Осень в Декадансе
Шрифт:
Я научился драться раньше, чем ходить. Случались у меня периоды запойного отчаянья, когда я дрался как бешеный и ничего не соображал. С большинством своих друзей я познакомился во время драки — иногда это было единственным средством сообщения с внешним, всегда враждебным миром. Все это очень угнетало мать. При виде свежих синяков она только сокрушенно качала головой и поджимала губы. Где-то в глубине души мне хотелось, чтобы она нарушила стоическое молчание, чтобы вместо христианского всепрощения по-человечески разозлилась, а вместо любви к безликому ближнему подарила бы ее тому, кто в ней отчаянно нуждается. Этого так и не случилось. Мать смягчалась, старея, становилась сентиментальнее и, кажется, в самоотверженном порыве нежности уверила себя, что как-то наособицу, по григорианскому календарю, любит сына. Но поздно: в детстве я не спрашивал, а повзрослев, не поверил. Я слишком горячо ее любил и слишком сжился с ответным равнодушием, чтобы вот так его терять: равнодушие, по крайней мере, — это градация любви, в то время как великодушие — оскорбительное и безнравственное по своей природе чувство. У матери была своеобразная концепция греха, своя религиозная доктрина, согласно которой мы с сестрой, как главные грехи, подлежали искуплению. Как выяснилось позже, я был грехом неискупаемым.

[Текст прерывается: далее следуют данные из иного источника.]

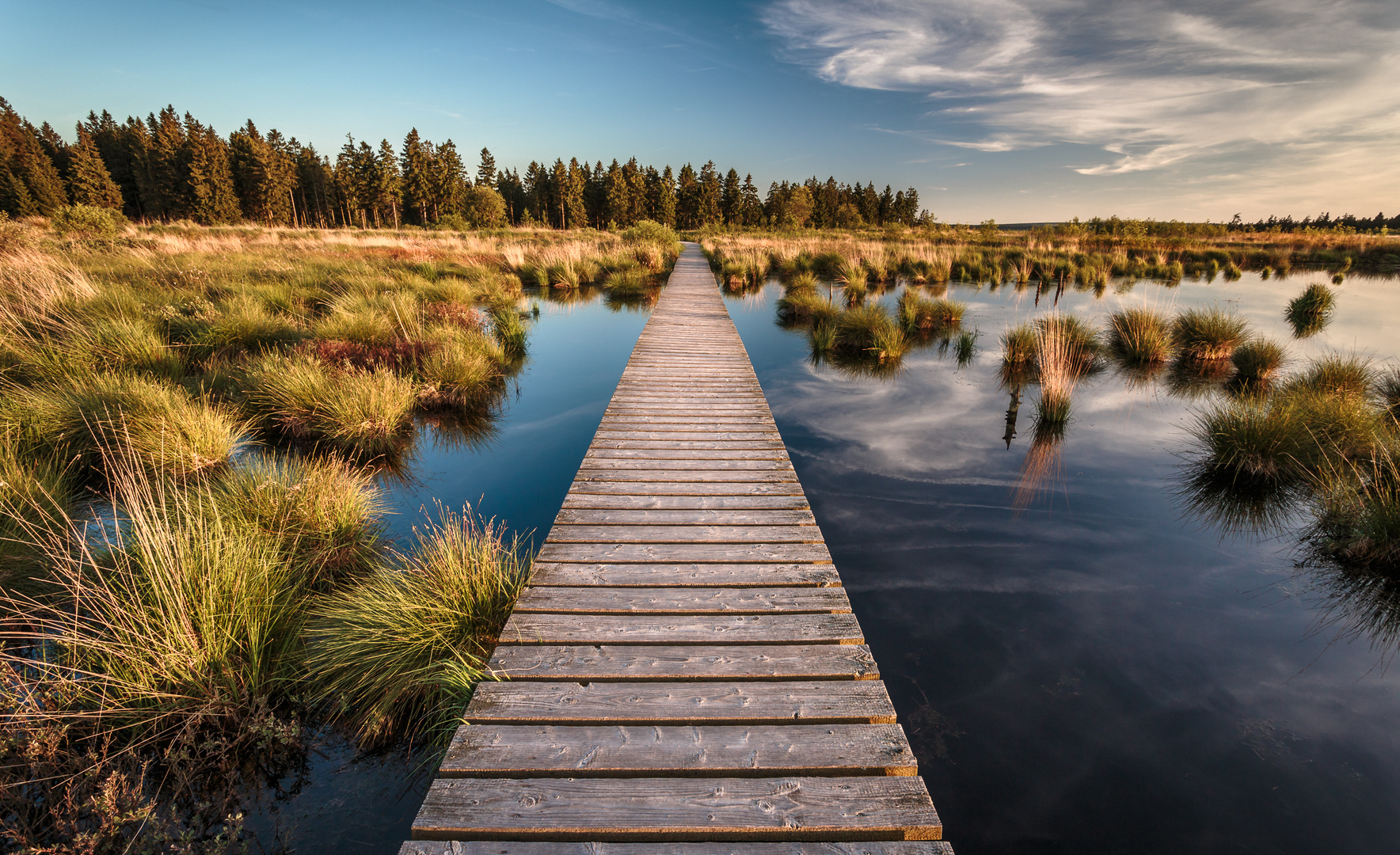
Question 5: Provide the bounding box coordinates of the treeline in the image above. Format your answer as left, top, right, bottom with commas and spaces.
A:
1231, 213, 1400, 234
0, 98, 932, 230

Нищета далеко заводит человека: нас с Севой она завела в школьный компьютерный класс: укомплектованный по последнему слову каменного века, он стал нашей малой родиной. Забросив Сканави, мы принялись штудировать Паскаль, Ассемблер, Бейсик, поковырялись в ДОСе и скоро уже могли написать безыскусный батник с поиском по маске, копированием, перемещением, удалением и прочими небесполезными операциями. Информатичка — биолог по образованию и мышь по призванию — с вящим ужасом наблюдала, как мы неосторожно жмем на клавиши и всячески глумимся над машинами. Сама она предпочитала не приближаться к ветхим железякам, с помпой подаренным школе мэром города, и выводила на доске задачки, скрупулезно выписанные из учебника по Паскалю, которого путала с кузеном Тулуз-Лотрека, щеголеватым любителем сигар и тростей. Живопись она знала лучше программирования, тайно мечтая о Монмартре и богемных кутежах. Не смысля ничего в предмете, который вынуждена была преподавать, она жутко тушевалась и робела; любой вопрос приводил ее в замешательство, граничащее с обмороком и нервным припадком. Она, впрочем, была лучше исторички, которая вместо Паскаля цинично истязала нас битвой под Батогом. Компетентный педагог вызывает в детских душах невольное уважение, будь он хоть деспот или вздорная карга с клюкой; некомпетентный обречен на снисходительное или испепеляющее презрение. Информатичку было жаль. Мы с Севой порядком потрепали ей нервы, терроризируя бедную женщину после уроков, высиживая в классе до темноты и выклянчивая очередные баснословные «пять сек». Мы забрасывали ее вопросами, преследовали на переменах, являлись в страшных снах; мы дежурили у ее подъезда, подкарауливали в столовой, учительской и дамской комнате. Наши успехи на олимпиадах скорей пугали преподавательницу, а далеко идущие планы будили невнятную тревогу и тоску.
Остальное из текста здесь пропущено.